With interest rates dropping to below 2% at the start of the pandemic, it would be fair to suggest that there would be some easy money floating around.

However, Sarris said that the beginnings of the mortgage cliff coincided with a period where bank credit underwriting policy was at its “absolute tightest”.

“As such, the actual servicing position for borrowers was actually much better in reality,” Sarris said.

For instance, Sarris said rental income was heavily scrutinised, with some banks considering only 50% of the actual rental income when assessing borrowers' capacity to service loans.

Moreover, Sarris said banks showed hesitancy in lending to JobKeeper recipients.

“As brokers, we had to populate exceptions documents if lending was proposed to a JobKeeper recipient where we needed to cover off on the client’s diversified income and asset position,” Sarris said.

Additionally, bonus, overtime, and commission income were subjected to heavy scrutiny. Sarris said some banks chose to exclude these types of income from loan assessments entirely.

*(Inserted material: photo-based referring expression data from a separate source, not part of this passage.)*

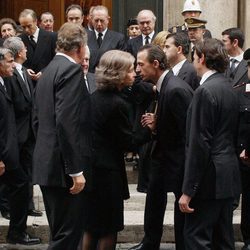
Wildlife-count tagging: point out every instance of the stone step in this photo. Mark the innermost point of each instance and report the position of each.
(122, 246)
(133, 218)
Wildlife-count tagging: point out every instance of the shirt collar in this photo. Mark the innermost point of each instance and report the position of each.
(178, 66)
(103, 33)
(150, 35)
(18, 66)
(206, 75)
(35, 35)
(239, 58)
(66, 56)
(160, 80)
(1, 81)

For self-employed borrowers, the impact was even more pronounced.

Some banks assessed loans based on the worst financial year, often influenced by the adverse effects of the pandemic. As a result, borrowing capacity was reduced, and Sarris said it was “near impossible” to obtain exceptions to this rule.

The “most crucial point”

Another crucial factor was the serviceability buffer, a rate regulated by APRA that lenders use to protect borrowers against future rate rises.

Sarris said banks did not assess fixed rates at the APRA-imposed 3% buffer and instead opted for assessment rates that were “considerably higher”, usually around 5% to 6%.

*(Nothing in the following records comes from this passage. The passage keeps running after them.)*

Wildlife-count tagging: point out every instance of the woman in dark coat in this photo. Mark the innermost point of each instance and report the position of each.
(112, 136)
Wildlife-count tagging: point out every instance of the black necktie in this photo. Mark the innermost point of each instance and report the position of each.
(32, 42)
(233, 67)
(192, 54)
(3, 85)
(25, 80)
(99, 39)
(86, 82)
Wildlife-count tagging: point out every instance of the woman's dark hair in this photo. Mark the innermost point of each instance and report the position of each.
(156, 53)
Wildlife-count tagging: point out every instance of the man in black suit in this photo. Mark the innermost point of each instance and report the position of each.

But the most important point, according to Sarris, was that these buffers were not the “actual normalised assessment rates”.

“When you factored in the highly sensitised income treatments, the normalised assessment rates were probably between 6% to 7%. Everyone misses this critical point. So, this normalised assessment rate is, in most cases, higher than current discounted home loan and investment loan interest rates,” Sarris said.

“However, in the time since the fixed rates were first taken out, self-employed income has likely dramatically increased off the back of open domestic and international borders and removal of all pandemic-induced restrictions. For PAYG customers, they have experienced increased income albeit inflation is high.”

Cushioning the impact of the mortgage cliff

There’s no question that the mortgage cliff exists for a portion of borrowers. But Sarris said that there were also many support programs available and it was up to industry to help educate and make them aware of what was available when facing financial hardship.

“Banks have established dedicated Financial Hardship Teams to understand consumers' circumstances and offer potential loan restructuring options, such as longer loan terms, interest-only periods, or temporary repayment suspensions,” Sarris said.

“Some banks also provide automatic variable rate discounts when fixed rates expire, and fast-tracked refinance processes are available for consumers seeking to refinance to higher-tier banks, subject to loan conduct and income confirmation."

Nonetheless, Sarris said brokers were “exceptionally well placed” to support consumers that could experience financial hardship.

“Supporting valued clients in times of need is what we live for. It’s our passion, it’s our purpose,” Sarris said.